Q: What is an unreasonable expense?
A: Any requirement to pay a fee to the local authority for a permit to be allowed to install an antenna would be unreasonable because such permits are generally prohibited. It may also be unreasonable for a local government, community association or landlord to require a viewer to incur additional costs associated with installation. Things to consider in determining the reasonableness of any costs imposed include: (1) the cost of the equipment and services, and (2) whether there are similar requirements for comparable objects, such as air conditioning units or trash receptacles.

I'm citing [Satellite Installer blocked] for problems during this time period in terms of harassment and undo emotional stress. No legal charges against [BLOCKED] will be made at this time. I ask once again that you have reviewed this contract with {BLOCKED} and suggest at the end of this contract, you terminate all services with {BLOCKED} as per my previous complaint. Please note that {BLOCKED} is not responsible for his harassment but is responsible for maintaining an environment which is not hostile to the tenants. I did not see any contract and {BLOCKED} actions could be interpreted as extortion.

Beginning February 6 my dish will be going up on my deck areas which I have access too and nobody else does. The dish will not be removed. No modifications will be made to the building and I will ask for building supervisor {NAME BLOCKED} to make sure that the necessary building codes are enforced. If {BLOCKED} hampers my installation in any way, I will respond by submitting the OTARD rules to him. {MANAGEMENT COMPANY} is responsible for the actions of {BLOCKED}. You will be contacted and you will have to respond to his issue. Under the FCC rules {BLOCKED} cannot interfere with my personal property or my ability to receive a signal.

I didn't wish to cause an issue with this but I take this in defense of my rights to do what I want to do here. I'm not violating any rules here and have complied with all guidelines set by {APARTMENT BLOCKED}. This issue is now resolved. I wish to thank {NAME BLOCKED} for his help and for interpreting the situation. Thank you for your time.

Sincerely
-----------

Straight and to the point I say


----------



## olgeezer (Dec 5, 2003)

Nice letter. If the dish is going up february 6 why don't you give us a followup


----------



## facerw (Feb 1, 2005)

As of 12:00 PM today management has responded.

I'm to immediately remove my dish from the property. If I continue to obey, the landlord has the right to remove the dish. Plus my rent will increase by $50. Finally I'm not to be living here after my lease is up.

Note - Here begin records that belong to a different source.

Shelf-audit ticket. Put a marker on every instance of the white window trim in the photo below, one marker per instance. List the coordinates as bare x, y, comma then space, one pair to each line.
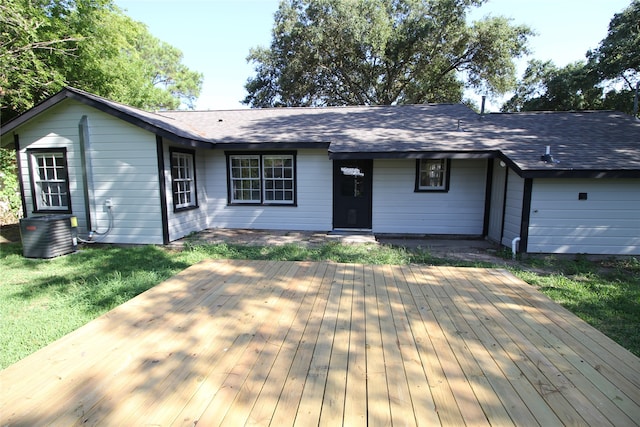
183, 171
39, 194
445, 165
261, 179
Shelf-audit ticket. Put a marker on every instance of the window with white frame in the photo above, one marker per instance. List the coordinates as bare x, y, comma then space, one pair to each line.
50, 180
432, 174
262, 178
183, 176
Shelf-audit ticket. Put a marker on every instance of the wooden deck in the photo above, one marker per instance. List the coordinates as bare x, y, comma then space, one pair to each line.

I'm taking this to court. No doubt about it. I'm working on talking with a lawyer.


----------



## Jacob S (Apr 14, 2002)

I would do everything you could in you and your lawyer's power. Make sure you get your deposit back. Better yet if you have to move make them pay your moving expenses plus pay for your time and hassle. If it was me I would tell them that plus tell them that they can save the hassle of waiting and just give me my deposit and moving expenses now since they dont know how to obey the law.


----------



## Cheyenne (Apr 23, 2002)

May want to review your lease closely. I recall some apartment leases will sneak in text
that basically gets the tenants to waive their rights concerning satellite dishs. I'm in a complex that allows dishs only if a rider is signed. Simply puts stipulations concerning the installation. Can't be mounted to structure, no holes drilled. I use the pole in bucket method with a flat wire under door with no problems. I've heard that why some apartment managements are so adament about no dishes is because the developer had the local
cable company wire the building at their expense, therefore the motive for "no dish" policy.
We do have the right to waive our rights, I guess?
Best of Luck....


----------



## Jacob S (Apr 14, 2002)

Are they allowed to do that seeing how the law states that he has the right to put that dish up? Isn't it against the law in itself making someone waive their rights to have a satellite dish? Maybe they contacted the FCC and made a point to them and then they sent you a letter stating what was going to happen to you as a result.


----------



## Cheyenne (Apr 23, 2002)

If he signed an legally binding contract stating that sat dishes are not permitted, then he is agreeing to contract terms setforth.
No one made him sign. If one does not agree to the terms of contract, do not sign and look for a more satellite friendly apartment. I really doubt the FCC knows what the agreed contract terms were.
The FCC would simply be dictating regulation (not rights). Don't get me wrong, I really do hope "facerw" has a case here. I love DBS and hate it when organizations use deceptive business practices.
Gosh, it looks like they may even have a clause in lease that allows them to fine him $50/month by not abiding to the terms until the lease terminates. Kind of what those darn HOA's do, huh?
BTW - He could choose to ignore these threats. Some management styles are designed to do just that (threat) in the belief that most will follow. A cool down period may be needed. Go ahead and watch and enjoy the SuperBowl.


----------



## facerw (Feb 1, 2005)

FIrst and foremost thank you for the comments.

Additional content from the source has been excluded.